Pour faciliter les ajustements à ces réalités changeantes, la communication doit alors prendre la forme d’une grande conversation organisationnelle où les échanges entre les gestionnaires et leurs collaborateurs sont fréquents et axés sur les contributions de ces derniers, les attentes, les buts et le développement des compétences, en fonction des stratégies organisationnelles. Chaque discussion devient ainsi un élément d’ajustement du système organisationnel. Lorsque l’ensemble des gestionnaires le fait, toute l’organisation est alors en mesure d’évoluer comme un tout dynamique et cohérent. Plutôt que de se concentrer sur des cibles trop ambitieuses qui ne sont jamais atteintes, les gestionnaires doivent plutôt apprendre à avoir des conversations génératives de sens au quotidien – et à l’enseigner à leurs collaborateurs. Judith Glaser, dans son populaire ouvrage Conversational Intelligence écrit justement que la qualité des relations dépend essentiellement de la qualité des conversations dans une organisation.

Dans les organisations qui ont réussi à s’ajuster à notre ère de vitesse, de complexité, d’incertitude et de volatilité, les gestionnaires ont appris à gérer dans le moment, une interaction à la fois. Ainsi, Rosa Say, dirigeante d’une chaîne d’hôtel à Hawaï, raconte dans son livre Managing with Aloha, qu’elle a implanté avec succès une méthode aussi simple que d’obliger ses gestionnaires à prendre systématiquement, cinq minutes par jour pour parler à au moins un employé, en alternance.

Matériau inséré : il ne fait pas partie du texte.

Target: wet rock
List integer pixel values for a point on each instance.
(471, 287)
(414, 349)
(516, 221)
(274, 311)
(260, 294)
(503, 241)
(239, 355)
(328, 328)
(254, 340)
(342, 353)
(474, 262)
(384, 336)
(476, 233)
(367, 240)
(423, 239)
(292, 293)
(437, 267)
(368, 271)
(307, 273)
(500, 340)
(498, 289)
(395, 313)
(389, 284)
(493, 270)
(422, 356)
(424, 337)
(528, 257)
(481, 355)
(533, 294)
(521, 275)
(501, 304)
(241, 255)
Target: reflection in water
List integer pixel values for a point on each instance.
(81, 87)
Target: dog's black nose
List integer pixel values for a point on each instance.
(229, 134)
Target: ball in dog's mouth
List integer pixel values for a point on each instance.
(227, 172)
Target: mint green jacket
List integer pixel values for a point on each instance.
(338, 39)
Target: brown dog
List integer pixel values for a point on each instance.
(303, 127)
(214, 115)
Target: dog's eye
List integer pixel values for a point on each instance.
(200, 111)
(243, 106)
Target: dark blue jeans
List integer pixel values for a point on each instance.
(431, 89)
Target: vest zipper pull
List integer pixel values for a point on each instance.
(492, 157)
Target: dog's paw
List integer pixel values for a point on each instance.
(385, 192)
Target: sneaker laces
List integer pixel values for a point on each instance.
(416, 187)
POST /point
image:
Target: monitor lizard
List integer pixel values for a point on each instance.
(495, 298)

Il est étonnant de constater dans quelle mesure une simple conversation quotidienne de cinq minutes avec une intention stratégique et un désir sincère de mieux connaître l’autre et de partager de l’information peut changer la dynamique d’une organisation. L’humain se retrouve alors au centre de l’organisation. Ne devrait-il pas toujours l’être? L’humain et non les processus.

Imaginons seulement, comment les choses deviendraient plus claires si une telle conversation organisationnelle avait lieu de manière continue en essayant d’être mieux compris des autres. Nous verrions alors disparaître ces tours de Babel que sont parfois nos organisations. Quand les mots veulent dire la même chose pour tout le monde, l’ambiguïté devient l’ennemie et le sens du travail prend alors pour chacun une véritable dimension satisfaisante. Le rôle stratégique et d’influence des ressources humaines devient donc celui de traducteur et de facilitateur de communication significative puisque ce sont les RH qui ont l’expertise de l’humain dans l’entreprise.

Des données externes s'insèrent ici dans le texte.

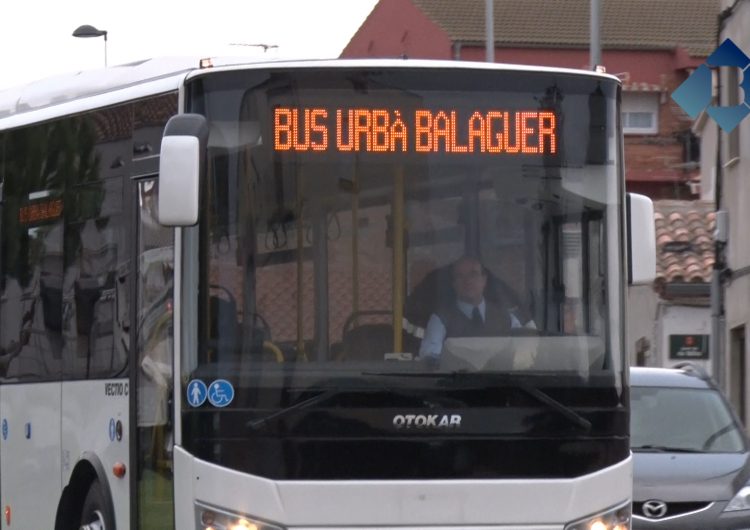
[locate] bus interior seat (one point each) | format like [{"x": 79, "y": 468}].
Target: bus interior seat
[
  {"x": 372, "y": 339},
  {"x": 223, "y": 327}
]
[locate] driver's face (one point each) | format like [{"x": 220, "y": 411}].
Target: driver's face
[{"x": 469, "y": 281}]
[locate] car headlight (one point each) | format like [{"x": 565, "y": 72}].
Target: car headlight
[
  {"x": 741, "y": 501},
  {"x": 613, "y": 519},
  {"x": 209, "y": 518}
]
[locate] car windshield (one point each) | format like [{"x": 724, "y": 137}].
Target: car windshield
[{"x": 682, "y": 420}]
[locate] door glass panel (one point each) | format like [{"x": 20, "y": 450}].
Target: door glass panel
[{"x": 154, "y": 376}]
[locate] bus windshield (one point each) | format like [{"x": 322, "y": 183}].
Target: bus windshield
[{"x": 377, "y": 244}]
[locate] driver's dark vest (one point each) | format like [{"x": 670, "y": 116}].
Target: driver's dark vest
[{"x": 496, "y": 322}]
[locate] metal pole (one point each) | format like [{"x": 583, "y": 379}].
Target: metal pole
[
  {"x": 398, "y": 214},
  {"x": 595, "y": 44},
  {"x": 489, "y": 26}
]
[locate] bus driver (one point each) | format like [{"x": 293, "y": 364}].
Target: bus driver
[{"x": 471, "y": 314}]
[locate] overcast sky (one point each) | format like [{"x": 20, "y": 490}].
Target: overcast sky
[{"x": 36, "y": 41}]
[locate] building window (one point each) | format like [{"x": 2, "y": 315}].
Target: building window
[{"x": 640, "y": 113}]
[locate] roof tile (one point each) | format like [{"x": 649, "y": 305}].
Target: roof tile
[
  {"x": 684, "y": 241},
  {"x": 631, "y": 24}
]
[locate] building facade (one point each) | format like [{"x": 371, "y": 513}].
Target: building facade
[{"x": 651, "y": 45}]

Références bibliographiques

  • Chouinard, Yvon & Simard, Nicole (2016). Impact. Agir en leader. Montréal: Isabelle Quentin Éditeur
  • Drucker, Peter F. (2004) What makes an effective executive. Harvard Business Review, June 2004
  • Glaser, Judith E. (2014). Conversational Intelligence. Brookline MA : Bibliomotion
  • Mankins, Michael, Brahm, Chris & Caimi, Greg (2014). Your Scarcest Resource. Harvard Business Review, May 2014.
  • McLuhan, Marshall (1977). Pour comprendre les médias: les prolongements technologiques de l’homme. Paris: Seuil.
  • Neomam Studios. Thirteen reasons why our brain craves infographics.
  • Parker, Lisa (2013). Managing the Moment. Charleston, SC : Advantage
  • Reynolds, Garr (2008) Presentation Zen. Simple Ideas on Presentation Design and Delivery. Berkeley, CA: New Riders
  • Roam Dan (2014) Show & Tell. How Everybody Can Make Extraordinary Presentations. New York: Portfolio/Penguin
  • Rogers, Carl R. & Roethlisberger, F.J. (1991) Barriers and Gateways to Communication. Harvard Business Review, November‐December 1991
  • Say, Rosa (2004). Managing with Aloha. Honolulu: Ho’ohana Publishing.
  • Schrage, Michael (2016). Great CEOs See the Importance of Being Understood. Harvard Business Review. December 16, 2016.
  • Simon, Phil (2015). Message Not Received. Why Business Communication is Broken and How to Fix It. Hoboken, NJ: Wiley.
  • Simon, Phil (2014). The Visual Organization. Data Visualization, Big Data, and the Quest for Better Decisions. Hoboken, NJ: John Wiley & Sons, Inc.
  • Sterman, John D. (2000) Business Dynamics. Systems Thinking and Modeling for a Complex World. Boston: McGraw-Hill.
  • Woods, Sarah. The Execution Gap: The Hidden Downstream Expense of Poor Communication. April 27, 2017.

Author
Yvon Chouinard, CRHA, Distinction Fellow Conseiller en mentorat Yvon Chouinard

Yvon Chouinard, CRHA, Distinction Fellow, est conseiller en mentorat. Il œuvre activement comme bénévole à Mentorat Québec au sein de son comité Veille et Recherche. Il est en particulier rédacteur en chef de La Sentinelle mentorale qui est publiée en janvier lors du Mois du mentorat.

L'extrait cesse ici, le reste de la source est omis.